Yapılan bu tespitler, mevcut bilgi, belge ve alınan beyanlar itibariyle, taraflar arasında düzenlenen 09.10.2014 tarihli eser sözleşmesi niteliğinde sipariş sözleşmesi gereğince, davalının belirlenen şartlar itibariyle yapacağı stant karşılığında davacının ücret ödeyeceği, sözleşmenin 2. Maddesi gereğince işbu sözleşmenin aynı şartlar altında 2016 Paris fuarı için de geçerli olduğu, maddi ve manevi tazminat istemine konu fuarın 2016 tarihli Paris fuarı olduğu hususlarında ihtilaf bulunmadığı, taraflar arasındaki ihtilafın; davalının yapmakla yükümlü olduğu işleri yerine getirip getirmediği, gereği gibi yerine getirmemiş olması halinde sorumluluk durumu, bu durumda davacının talep edebileceği miktar noktalarında toplanmaktadır.
Alınan tanık beyanları, işbu tanık beyanlarını doğrular mahiyette davacı tarafından dava dışı Fransız firmaya yaptırılan iş karşılığı yapılan ödemeler ve dosyaya sunulan birbiriyle örtüşür mahiyetteki standa ilişkin görseller itibariyle, davalının, taraflar arasında düzenlenen sipariş sözleşmesi kapsamında Ocak 2016 Paris fuarında yapması gereken işleri gereği gibi yapmadığı, işbu nedenle davacının, bir kısım işleri dava dışı Fransız firmaya yaptırmak suretiyle eksik işler için 825 Euro’ luk, depo kira bedeli için 1.400 Euro’ luk, stand toplama işi için 4.500 Euro’ luk ödeme yaptığı, davacı tarafça ayıp ihbarının 22.01.2016 tarihli ihtarname ile yapıldığı sabit görülmüştür.
TBK’ nın 474 maddesinde, işsahibinin, eseri gözden geçirmek ve ayıpları varsa, bunu uygun bir süre içinde yükleniciye bildirmek zorunda olduğu, bu kapsamda davacının, Ocak 2016 fuarı için 22.01.2016 tarihli ihtarname ile makul sürede ayıp ihbarında bulunduğu anlaşılmıştır.
TBK’ nın 475 maddesinde, işsahibinin, yüklenicinin sorumluluğu nedeniyle seçimlik haklardan birini kullanabileceğinin belirtildiği, yine TBK’ nın 125/3 maddesinde, alacaklının, sözleşmenin hükümsüz kalması sebebiyle uğradığı zararın giderilmesini isteyebileceği hüküm altına alınmıştır.
Borçlar Kanunu’ nun 125. maddesi, sözleşmelerde borçlunun temerrüdü sonucu borç yerine getirilmemişse alacaklıya üç yetki tanımıştır: Bunlar; her zaman için ifa gecikme tazminatı isteğinde bulunma, derhal ifadan vazgeçip müspet zararının tazminini isteme ya da sözleşmeden dönerek menfi zararını isteyebilmedir.
Müspet zarar, alacaklının ifadan vazgeçerek zararının tazminini istemesi halinde söz konusu olur: sözleşme ortadan kalkmamaktadır, yalnız alacaklının ifaya ilişkin talep hakkının yerini müspet zararının tazminine dair talep hakkı alır.
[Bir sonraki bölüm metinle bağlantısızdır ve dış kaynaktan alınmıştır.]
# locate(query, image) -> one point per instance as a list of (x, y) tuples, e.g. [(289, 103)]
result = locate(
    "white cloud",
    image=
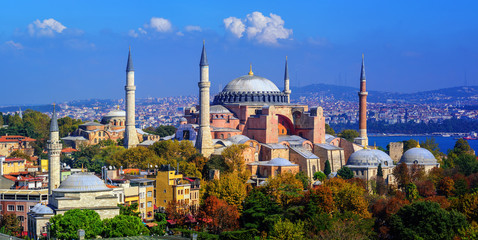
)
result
[(191, 28), (14, 45), (47, 27), (235, 26), (258, 27), (160, 24)]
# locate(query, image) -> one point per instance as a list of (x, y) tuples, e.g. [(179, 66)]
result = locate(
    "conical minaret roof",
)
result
[(362, 73), (129, 65), (203, 61), (54, 121)]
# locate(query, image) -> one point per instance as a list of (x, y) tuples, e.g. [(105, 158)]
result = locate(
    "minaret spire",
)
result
[(204, 137), (363, 139), (287, 90), (54, 149), (130, 134)]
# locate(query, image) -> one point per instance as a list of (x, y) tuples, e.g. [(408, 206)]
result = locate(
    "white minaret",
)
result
[(130, 134), (286, 81), (54, 151), (204, 138)]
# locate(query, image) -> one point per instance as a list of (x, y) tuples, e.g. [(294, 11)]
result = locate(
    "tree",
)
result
[(284, 230), (234, 158), (66, 226), (349, 134), (348, 197), (345, 173), (320, 176), (230, 188), (219, 216), (9, 224), (259, 211), (327, 169), (283, 188), (329, 130), (426, 220), (123, 226)]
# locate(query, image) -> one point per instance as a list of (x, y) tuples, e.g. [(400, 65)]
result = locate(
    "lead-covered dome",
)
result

Burada sözleşmenin feshedilmesinden değil borcun ifa edilmemesinden doğan zararın söz konusu olduğu gözardı edilmemelidir.
Menfi zarar ise, uyulacağı ve yerine getirileceğine inanılan bir sözleşmenin hüküm ifade etmemesi ve yerine getirilmemesi yüzünden güvenin boşa çıkması dolayısıyla uğranılan zarardır. Başka bir anlatımla sözleşme yapılmasaydı uğranılmayacak olan zarardır. Menfi zarar borçlunun sözleşmeye aykırı hareket etmesi yüzünden sözleşme hüküm ifade etmemesi dolayısıyla ortaya çıkar. Sözleşme fesih edilerek hükümsüz olduktan sonra tekrar sözleşmeye dayanarak borcun ifa edilmemesinden doğan zarardan söz edilemez; istenilecek zarar menfi zarardır.
Genel olarak menfi zarar: sözleşmenin kurulmamasından veya geçerli olmamasından; müspet zarar ise, ifa edilmemesinden doğan zararı ifade eder.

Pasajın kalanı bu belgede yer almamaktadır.